On 2020-03-25 02:22, David Holmes wrote:
On 25/03/2020 3:49 am, Florian Weimer wrote:
* Magnus Ihse Bursie:
On 2020-03-24 09:59, Andrew Dinn wrote:
On 23/03/2020 18:38, Erik Joelsson wrote:
Looks good.
Thanks for the review, Erik.
I'm assuming that also implies it is trivial (because, copyright
update
a side, it really is a 1-liner :-).
For code in the build system, we do not have the Hotspot rules of
multiple reviewers, waiting period or trtiviality. A single OK
review is
enough to be allowed to push it.
Where are these rules documented? I looked for them on
openjdk.java.net, but could not find them unfortunately.
Hotspot rules are buried in here:
https://wiki.openjdk.java.net/display/HotSpot/HotSpot+How+To
Thanks for the link, David.
For build code, we don't have any such set of rules, so the absence of
rules kind of is the rules. The rule about at least one reviewer is
enforced by the JDK project (and jcheck), but that's about it.

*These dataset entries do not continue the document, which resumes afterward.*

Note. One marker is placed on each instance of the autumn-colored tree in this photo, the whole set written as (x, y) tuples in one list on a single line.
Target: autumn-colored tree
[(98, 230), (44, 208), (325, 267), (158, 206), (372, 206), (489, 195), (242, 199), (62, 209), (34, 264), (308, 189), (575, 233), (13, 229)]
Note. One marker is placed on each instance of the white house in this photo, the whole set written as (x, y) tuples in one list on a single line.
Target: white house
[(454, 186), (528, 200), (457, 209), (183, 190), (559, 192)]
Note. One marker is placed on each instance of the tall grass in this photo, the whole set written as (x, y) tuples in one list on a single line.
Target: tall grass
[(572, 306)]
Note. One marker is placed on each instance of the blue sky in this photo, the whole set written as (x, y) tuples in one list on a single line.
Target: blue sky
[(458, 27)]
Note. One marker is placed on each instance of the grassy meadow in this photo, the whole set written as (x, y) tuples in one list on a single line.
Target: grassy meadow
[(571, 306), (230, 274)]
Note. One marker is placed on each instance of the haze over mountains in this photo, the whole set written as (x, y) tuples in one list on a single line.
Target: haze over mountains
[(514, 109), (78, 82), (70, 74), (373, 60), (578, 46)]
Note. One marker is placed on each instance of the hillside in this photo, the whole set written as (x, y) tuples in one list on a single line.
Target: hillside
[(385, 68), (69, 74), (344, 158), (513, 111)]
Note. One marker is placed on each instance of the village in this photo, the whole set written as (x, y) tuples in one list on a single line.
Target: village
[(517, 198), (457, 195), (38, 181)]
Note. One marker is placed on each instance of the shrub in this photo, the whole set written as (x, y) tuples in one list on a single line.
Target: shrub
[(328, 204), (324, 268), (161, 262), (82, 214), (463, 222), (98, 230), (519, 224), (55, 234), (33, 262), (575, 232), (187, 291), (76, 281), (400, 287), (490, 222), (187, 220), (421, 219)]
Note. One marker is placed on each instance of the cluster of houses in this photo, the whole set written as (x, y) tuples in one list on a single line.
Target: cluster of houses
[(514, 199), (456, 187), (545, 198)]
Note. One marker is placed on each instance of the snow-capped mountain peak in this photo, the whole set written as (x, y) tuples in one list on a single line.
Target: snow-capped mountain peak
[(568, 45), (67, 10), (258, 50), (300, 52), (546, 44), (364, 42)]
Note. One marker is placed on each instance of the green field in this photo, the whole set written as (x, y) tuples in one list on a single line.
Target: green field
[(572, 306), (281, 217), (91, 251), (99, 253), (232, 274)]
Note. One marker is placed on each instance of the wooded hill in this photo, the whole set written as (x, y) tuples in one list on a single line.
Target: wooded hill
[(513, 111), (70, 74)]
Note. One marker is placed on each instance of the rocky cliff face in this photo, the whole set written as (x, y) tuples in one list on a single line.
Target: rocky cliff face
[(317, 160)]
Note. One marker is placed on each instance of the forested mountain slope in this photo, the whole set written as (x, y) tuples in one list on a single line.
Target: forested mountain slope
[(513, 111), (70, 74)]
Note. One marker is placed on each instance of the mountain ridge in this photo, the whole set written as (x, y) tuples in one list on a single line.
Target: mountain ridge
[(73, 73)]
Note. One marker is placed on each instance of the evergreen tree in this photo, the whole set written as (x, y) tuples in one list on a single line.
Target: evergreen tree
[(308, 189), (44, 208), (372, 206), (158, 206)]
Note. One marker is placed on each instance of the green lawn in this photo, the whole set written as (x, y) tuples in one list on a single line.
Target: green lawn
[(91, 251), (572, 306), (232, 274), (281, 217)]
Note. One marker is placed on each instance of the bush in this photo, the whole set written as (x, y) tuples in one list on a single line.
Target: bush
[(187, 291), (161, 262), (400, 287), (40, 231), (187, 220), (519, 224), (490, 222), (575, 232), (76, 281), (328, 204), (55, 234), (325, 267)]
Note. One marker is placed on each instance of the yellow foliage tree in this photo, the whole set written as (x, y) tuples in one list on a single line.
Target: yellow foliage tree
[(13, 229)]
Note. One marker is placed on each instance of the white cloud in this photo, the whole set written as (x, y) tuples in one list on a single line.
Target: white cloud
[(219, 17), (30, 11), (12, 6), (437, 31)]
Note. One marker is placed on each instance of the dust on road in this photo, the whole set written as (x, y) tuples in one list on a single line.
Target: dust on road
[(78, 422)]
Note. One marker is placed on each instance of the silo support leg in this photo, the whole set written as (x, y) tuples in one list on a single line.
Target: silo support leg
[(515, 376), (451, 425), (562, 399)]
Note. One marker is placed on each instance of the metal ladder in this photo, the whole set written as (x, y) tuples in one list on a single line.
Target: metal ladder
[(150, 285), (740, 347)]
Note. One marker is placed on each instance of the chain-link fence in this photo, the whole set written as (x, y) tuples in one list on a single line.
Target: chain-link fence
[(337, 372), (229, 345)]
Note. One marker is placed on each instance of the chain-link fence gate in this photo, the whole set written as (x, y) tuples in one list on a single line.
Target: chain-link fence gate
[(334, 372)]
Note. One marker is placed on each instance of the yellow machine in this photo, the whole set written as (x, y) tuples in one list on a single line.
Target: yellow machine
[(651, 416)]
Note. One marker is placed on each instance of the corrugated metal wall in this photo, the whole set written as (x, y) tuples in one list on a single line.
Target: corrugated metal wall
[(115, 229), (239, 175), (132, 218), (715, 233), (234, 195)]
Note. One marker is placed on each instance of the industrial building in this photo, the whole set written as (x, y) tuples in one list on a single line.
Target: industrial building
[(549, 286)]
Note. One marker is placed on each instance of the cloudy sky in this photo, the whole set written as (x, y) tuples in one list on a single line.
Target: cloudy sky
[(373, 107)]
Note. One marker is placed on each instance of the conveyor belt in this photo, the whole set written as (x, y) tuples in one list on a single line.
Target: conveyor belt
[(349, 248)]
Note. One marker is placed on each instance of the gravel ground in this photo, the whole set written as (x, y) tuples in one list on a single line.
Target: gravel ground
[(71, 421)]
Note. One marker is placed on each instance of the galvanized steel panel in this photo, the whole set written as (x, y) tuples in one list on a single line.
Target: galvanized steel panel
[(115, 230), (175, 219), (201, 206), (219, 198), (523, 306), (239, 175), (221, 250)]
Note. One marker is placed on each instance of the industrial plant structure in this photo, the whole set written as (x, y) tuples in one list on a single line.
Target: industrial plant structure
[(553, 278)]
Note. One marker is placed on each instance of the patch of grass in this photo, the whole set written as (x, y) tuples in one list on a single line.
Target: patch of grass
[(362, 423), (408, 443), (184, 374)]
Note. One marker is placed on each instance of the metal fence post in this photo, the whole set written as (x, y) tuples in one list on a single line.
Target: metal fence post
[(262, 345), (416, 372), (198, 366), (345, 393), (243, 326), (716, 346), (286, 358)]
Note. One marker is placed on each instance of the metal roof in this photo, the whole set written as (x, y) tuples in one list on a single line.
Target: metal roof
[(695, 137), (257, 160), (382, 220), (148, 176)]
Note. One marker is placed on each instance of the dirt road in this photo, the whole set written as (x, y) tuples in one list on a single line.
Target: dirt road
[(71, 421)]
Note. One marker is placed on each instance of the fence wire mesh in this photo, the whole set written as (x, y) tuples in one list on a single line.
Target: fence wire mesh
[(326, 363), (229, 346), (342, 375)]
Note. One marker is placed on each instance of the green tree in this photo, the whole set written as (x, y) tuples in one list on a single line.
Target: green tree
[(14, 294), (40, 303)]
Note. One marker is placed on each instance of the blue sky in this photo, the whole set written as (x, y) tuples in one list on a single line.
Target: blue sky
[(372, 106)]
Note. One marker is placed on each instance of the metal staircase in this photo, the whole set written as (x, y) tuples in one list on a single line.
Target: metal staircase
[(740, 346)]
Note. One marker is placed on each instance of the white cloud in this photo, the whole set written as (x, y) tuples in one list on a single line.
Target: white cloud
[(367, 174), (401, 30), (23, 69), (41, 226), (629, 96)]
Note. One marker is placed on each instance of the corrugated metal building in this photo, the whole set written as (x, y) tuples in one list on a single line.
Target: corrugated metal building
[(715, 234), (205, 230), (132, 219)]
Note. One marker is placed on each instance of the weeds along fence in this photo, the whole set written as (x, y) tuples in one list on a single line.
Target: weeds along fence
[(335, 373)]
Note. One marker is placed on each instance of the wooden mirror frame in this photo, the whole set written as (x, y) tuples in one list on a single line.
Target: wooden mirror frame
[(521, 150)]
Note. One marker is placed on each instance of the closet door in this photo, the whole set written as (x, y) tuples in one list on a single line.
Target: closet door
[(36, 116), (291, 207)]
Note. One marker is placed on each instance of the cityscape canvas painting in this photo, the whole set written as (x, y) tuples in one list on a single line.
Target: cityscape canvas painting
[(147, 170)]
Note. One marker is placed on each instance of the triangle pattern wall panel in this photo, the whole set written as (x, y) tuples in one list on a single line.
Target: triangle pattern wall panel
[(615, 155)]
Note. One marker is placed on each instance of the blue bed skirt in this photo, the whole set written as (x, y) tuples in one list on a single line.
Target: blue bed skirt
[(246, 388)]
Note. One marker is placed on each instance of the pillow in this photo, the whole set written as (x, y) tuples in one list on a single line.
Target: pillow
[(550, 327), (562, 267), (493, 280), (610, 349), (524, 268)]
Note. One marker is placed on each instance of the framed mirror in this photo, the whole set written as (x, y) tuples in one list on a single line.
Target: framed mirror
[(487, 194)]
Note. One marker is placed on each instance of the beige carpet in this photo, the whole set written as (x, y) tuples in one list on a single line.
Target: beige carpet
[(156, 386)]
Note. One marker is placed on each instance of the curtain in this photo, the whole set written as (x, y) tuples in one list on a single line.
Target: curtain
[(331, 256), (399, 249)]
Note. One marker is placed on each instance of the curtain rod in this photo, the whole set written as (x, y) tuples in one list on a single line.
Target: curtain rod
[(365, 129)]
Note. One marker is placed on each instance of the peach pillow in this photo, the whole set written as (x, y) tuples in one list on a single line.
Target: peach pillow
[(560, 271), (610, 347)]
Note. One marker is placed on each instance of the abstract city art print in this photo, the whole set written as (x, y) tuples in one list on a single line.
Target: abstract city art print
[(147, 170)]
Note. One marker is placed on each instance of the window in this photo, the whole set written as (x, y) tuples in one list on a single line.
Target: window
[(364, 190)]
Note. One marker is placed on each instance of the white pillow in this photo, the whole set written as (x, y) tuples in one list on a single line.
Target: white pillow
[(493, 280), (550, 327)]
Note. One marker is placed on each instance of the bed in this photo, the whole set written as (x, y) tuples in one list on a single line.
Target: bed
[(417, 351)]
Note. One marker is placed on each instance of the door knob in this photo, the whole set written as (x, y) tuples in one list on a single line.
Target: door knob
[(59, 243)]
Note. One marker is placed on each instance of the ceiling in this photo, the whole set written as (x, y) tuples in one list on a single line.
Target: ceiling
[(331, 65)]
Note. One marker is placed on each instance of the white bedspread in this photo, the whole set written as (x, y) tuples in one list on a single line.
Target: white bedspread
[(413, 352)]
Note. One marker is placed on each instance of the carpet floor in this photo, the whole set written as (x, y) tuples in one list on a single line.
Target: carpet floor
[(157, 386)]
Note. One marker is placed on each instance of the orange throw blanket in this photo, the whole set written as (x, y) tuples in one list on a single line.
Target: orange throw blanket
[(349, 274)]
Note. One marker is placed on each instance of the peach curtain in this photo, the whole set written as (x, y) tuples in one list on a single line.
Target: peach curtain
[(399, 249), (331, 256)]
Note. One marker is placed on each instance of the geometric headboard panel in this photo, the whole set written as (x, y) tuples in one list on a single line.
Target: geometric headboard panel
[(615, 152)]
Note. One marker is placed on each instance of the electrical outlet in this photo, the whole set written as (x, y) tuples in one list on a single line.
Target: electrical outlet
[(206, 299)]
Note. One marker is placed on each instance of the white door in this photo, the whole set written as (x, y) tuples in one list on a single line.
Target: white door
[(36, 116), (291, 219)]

Hopefully, with Project Skara, many rules such as these can be enforced
and/or informed about automatically with bots.
/Magnus
"Before pushing"
You must be a Committer in the JDK project
You need a non-JEP JBS issue for tracking
Your change must have been available for review at least 24 hours
to accommodate for all time zones
Your change must have been approved by two Committers out of which
at least one is also a Reviewer
Your change must have passed through the hs tier 1 testing
provided by the submit-hs repository with zero failures
You must run all relevant testing to make sure your actual change
is working
You must be available the next few hours, and the next day and
ready to follow up with any fix needed in case your change causes
problems in later tiers
There is a notion of trivial changes that can be pushed sooner than 24
hours. It should be clearly stated in the review mail that the
intention is to push as a trivial change. How to actually define
"trivial" is decided on a case-by-case basis but in general it would
be things like fixing a comment, or moving code without changing it.
Backing out a change is also considered trivial as the change itself
in that case is generated by mercurial.